From a biological perspective there are no obvious pathways. Studies on the effects of ASB consumption on weight gain have yielded inconsistent results. There is some experimental work suggesting that artificial sweeteners may increase cravings for high glycemic and high calorie foods, induce glucose intolerance or impair caloric compensation, thereby increasing calorie intake and body weight^25,26. Another proposed mechanism refers to advanced glycation end products, which are produced during the process of caramelization used in some artificially and sugar-sweetened beverages which might be proinflammatory and promote insulin resistance¹⁸. Other hypothesized mechanisms linking ASB consumption with adverse vascular effects and insulin resistance, include hormonal and microbiota effects²⁵, and the phosphoric acid in diet soda has also been hypothesized to play a role in vascular outcomes⁸. None of these hypotheses have been adequately proven calling for more experimental studies. In light of inconsistent evidence in the epidemiologic literature, coherence with laboratory findings will provide important information to determine causality.

Nevertheless, both, the causal and bias hypothesis, are possible interpretations of these observational data, and further studies are needed. One possibility could be a cohort starting in childhood and following up through adolescence and adulthood thereby closely monitoring changes in nutrition and the development of (subclinical) vascular disease. Long-term prospective studies will help inform the temporality of vascular outcomes in relation to ASB consumption as well as the sensitive periods during the life course during which ASB consumption may have the greatest impact on brain and heart health. Another, less valid, but faster option would be a retrospective collection of data on life time “exposures” regarding nutrition and associated health behaviours to facilitate the characterization and stratification of different exposure groups²⁰. In future epidemiologic studies, we recommend greater collection of data that may help answer these questions including previous weight fluctuations, dieting behaviour, changes in SSB/ASB consumption over time, and reasons for choosing ASB consumption.

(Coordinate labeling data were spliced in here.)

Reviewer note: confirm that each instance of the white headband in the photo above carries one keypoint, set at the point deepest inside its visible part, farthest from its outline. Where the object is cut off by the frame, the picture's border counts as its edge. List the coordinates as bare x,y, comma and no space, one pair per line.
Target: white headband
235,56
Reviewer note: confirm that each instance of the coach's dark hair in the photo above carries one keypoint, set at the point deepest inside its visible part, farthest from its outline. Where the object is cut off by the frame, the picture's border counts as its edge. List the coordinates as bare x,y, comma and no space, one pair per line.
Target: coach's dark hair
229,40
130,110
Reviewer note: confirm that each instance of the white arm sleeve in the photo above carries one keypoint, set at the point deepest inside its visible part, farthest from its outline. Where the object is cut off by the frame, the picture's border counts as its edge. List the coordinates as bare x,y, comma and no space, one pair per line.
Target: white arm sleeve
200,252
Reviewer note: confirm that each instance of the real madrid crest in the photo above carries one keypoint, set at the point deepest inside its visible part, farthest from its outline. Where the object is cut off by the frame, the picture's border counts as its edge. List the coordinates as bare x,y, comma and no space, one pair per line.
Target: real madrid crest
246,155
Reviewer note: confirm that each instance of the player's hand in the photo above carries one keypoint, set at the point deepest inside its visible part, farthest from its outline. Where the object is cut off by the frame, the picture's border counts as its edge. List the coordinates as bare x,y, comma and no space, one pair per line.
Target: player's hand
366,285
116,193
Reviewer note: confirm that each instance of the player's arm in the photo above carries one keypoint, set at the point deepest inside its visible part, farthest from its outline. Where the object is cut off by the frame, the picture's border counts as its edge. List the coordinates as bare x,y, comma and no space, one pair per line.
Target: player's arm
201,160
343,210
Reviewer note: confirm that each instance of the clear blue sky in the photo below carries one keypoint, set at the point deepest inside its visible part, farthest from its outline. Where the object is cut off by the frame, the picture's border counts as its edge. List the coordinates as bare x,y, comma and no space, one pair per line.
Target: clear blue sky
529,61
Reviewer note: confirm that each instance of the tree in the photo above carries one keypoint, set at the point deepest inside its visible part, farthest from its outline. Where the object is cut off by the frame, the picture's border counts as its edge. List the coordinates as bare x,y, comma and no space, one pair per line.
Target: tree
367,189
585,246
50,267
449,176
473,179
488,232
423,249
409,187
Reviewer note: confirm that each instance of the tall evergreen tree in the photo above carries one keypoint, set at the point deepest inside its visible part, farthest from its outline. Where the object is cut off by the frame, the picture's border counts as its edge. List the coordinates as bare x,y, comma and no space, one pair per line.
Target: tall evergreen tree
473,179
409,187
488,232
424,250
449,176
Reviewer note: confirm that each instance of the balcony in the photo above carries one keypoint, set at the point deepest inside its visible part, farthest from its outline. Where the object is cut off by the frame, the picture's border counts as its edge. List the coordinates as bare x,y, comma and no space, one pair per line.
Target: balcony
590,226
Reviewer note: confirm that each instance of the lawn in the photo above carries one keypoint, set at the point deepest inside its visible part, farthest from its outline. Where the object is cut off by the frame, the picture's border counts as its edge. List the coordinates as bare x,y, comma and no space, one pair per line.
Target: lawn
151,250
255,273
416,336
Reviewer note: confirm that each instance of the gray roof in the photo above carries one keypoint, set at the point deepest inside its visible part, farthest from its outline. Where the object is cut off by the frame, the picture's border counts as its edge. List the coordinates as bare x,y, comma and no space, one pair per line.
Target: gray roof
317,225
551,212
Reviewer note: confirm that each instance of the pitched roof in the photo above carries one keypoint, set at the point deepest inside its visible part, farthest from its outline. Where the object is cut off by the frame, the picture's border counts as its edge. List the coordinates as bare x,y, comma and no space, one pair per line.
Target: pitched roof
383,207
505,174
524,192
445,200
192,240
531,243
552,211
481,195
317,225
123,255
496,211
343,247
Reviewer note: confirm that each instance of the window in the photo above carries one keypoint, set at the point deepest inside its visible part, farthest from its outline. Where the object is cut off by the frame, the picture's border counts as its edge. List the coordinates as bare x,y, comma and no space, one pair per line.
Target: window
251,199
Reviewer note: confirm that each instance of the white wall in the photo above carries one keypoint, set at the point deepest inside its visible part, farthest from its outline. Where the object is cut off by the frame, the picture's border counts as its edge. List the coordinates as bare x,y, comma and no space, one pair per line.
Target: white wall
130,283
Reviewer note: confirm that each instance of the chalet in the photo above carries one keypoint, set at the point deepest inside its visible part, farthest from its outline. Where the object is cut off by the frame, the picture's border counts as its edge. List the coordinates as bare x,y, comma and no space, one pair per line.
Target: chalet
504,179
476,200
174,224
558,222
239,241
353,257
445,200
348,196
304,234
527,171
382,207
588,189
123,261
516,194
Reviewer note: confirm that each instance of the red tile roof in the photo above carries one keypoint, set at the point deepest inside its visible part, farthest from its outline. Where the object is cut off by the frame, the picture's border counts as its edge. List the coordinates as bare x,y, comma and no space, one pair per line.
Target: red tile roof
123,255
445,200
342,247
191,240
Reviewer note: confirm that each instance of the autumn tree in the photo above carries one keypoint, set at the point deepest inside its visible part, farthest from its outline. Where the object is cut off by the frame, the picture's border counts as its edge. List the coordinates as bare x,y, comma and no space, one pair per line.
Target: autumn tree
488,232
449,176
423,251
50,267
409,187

The work by Pase et al. highly encourages further discussion and more research into this question, for even small causal effects would have tremendous effects on public health due to the popularity of both ASB and SSB consumption. The current body of literature is inconclusive regarding the causal nature of the associations between ASB consumption and risk of stroke, dementia, diabetes, and the metabolic syndrome. The growing number of epidemiological studies showing strong associations between frequent consumption of ASBs and vascular outcomes, however, suggest that it may not be reasonable to substitute or promote ASBs as healthier alternatives to SSBs. Both sugar- and artificially- sweetened soft drinks may be hard on the brain.